Pour faire un album de rock progressif, réunissez les ingrédients suivants…
Tout d'abord, trouvez un concept qui va vous permettre d'enchaîner des titres avec une unité de ton et de discours.
Entourez-vous ensuite de tout plein de musiciens, en ouvrant les portes de la musique rock aux instruments classiques ou folkloriques traditionnels. Puis, écrivez une musique pleine de thèmes qui se répètent tout au long de l'album, mais qui changent en permanence au sein du même titre (vous suivez ? sinon relisez bien la phrase précédente).
Les styles abordés devront bien entendu représenter une large panoplie des influences progressives : du prog 70's, du néo (un peu mais pas trop, l'étiquette néo qui colle à la peau, ce n'est pas crédible pour certains), du métal (un peu mais pas trop, pour ne pas faire fuir les amateurs des deux styles pré-cités), quelques soli de guitare ou de synthès rappelant les grands anciens, et puis la touche "jazzy", indispensable pour prétendre à l'estime générale.
Enfin, profitez-en pour tenter de vous rapprocher le plus possible des limites physiques du CD Audio. Les fans de progressif, jamais rassasiés adorent les morceaux longs et les albums remplis. Et tant qu'à faire, pour les contenter jusqu'à plus soif, ajoutez-y un CD bonus avec quelques démos, inédits ou versions plus ou moins complètes.
Réunissez ensuite le tout sous un nom de groupe (c'est plus vendeur que le nom du géniteur unique) et lancez-vous sur le marché des réalisations du même type, déjà bien encombré, et souvent avec réussite, par les Ayreon, Caamora et autres Phideaux (qui lui a conservé son prénom !).
Sunchild, émanation du musicien ukrainien Antony Kalugin (également aux manettes dans Hoggwash et Karfagen) nous propose avec son deuxième album, l'ensemble des ces ingrédients, pour nous concocter une recette aux accents symphonico-progressifs. Le désert musical des années 80-90 étant bien loin derrière nous, il est désormais nécessaire d'ajouter à toute cette liste d'ingrédients une inspiration musicale de haut niveau, un talent certain dans les arrangements et surtout une constance de chaque instant. Et malheureusement, cette "Ligne invisible" pêche sur ces trois derniers points.
Après une introduction acoustique et une Invisible line (part 1) plutôt intéressante malgré des parties vocales peu attirantes, Sunchild va ensuite alterner le bon et le franchement passable : Raindrops est tout simplement quelconque, tandis que l'instrumental Amalgama (dont on se demande bien pourquoi la "full-version" proposée dans le cd bonus n'est pas présente sur le concept "officiel") et sa lente montée en puissance s'avère passionnant… Hélas immédiatement suivi par A Moment in Time, sans doute le titre le plus moche de l'album.
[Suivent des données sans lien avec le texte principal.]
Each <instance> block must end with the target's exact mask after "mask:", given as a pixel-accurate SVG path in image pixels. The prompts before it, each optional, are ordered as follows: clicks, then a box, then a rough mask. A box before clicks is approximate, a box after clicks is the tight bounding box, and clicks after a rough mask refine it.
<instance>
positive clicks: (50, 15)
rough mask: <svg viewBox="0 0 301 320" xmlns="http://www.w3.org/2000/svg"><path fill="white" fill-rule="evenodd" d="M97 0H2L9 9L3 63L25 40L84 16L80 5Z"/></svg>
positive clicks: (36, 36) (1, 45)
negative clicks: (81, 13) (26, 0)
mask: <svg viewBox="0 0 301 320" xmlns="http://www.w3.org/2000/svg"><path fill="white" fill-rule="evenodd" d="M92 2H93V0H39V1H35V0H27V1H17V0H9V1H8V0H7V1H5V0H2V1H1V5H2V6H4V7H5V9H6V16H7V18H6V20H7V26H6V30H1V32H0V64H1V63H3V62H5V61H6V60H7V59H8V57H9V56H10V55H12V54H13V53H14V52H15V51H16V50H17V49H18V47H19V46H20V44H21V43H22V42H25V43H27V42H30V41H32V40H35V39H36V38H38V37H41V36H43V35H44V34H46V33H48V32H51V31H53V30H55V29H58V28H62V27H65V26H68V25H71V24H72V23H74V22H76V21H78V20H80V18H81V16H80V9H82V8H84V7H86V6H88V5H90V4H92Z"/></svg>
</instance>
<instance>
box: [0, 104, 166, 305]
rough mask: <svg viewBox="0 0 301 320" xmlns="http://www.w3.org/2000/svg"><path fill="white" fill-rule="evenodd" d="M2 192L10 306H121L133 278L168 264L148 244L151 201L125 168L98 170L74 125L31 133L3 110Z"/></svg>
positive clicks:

Les deux plages épiques n'échappent pas au même constat : Time and the Tide déroule son ennui pendant 5 minutes, avant que la trompette ne vienne donner une couleur intéressante, jusqu'à une nouvelle intervention vocale une nouvelle fois ratée. Quant à The Line in the Sand, son introduction laisse espérer enfin un titre abouti. Mais au bout de 3 minutes, l'intervention chantée d'une mièvrerie totale fait retomber le soufflé d'un seul coup, avant que la machine ne redémarre sur une basse chaloupée, offrant enfin un peu d'espace aux instrumentistes pour s'exprimer librement. Les deux dernières plages, "part 2" des deux premières viendront toutefois clôturer l'album sur une bonne note, reprenant les thèmes agréables à l'oreille présentés en ouverture.
Avec ce deuxième album, Sunchild nous propose une œuvre qui se veut dense et fouillée, mais ne réussit que partiellement à intéresser l'auditeur exigeant, en raison de parties vocales souvent peu inspirées, mais également d'arrangements pas toujours judicieux. Dommage, car le matériel musical et les moyens instrumentaux sont bien présents. Pour la prochaine fois peut-être ?
Du côté du CD bonus, on trouvera une version allongée de la meilleure plage de l'album (Amalgama), un titre inédit, plus quelques démo n'ayant pas trouvé place sur l'album, dont The Last Hope présentant un thème rythmique et harmonique qui pourra éveiller l'attention des amateurs de Mike Oldfield.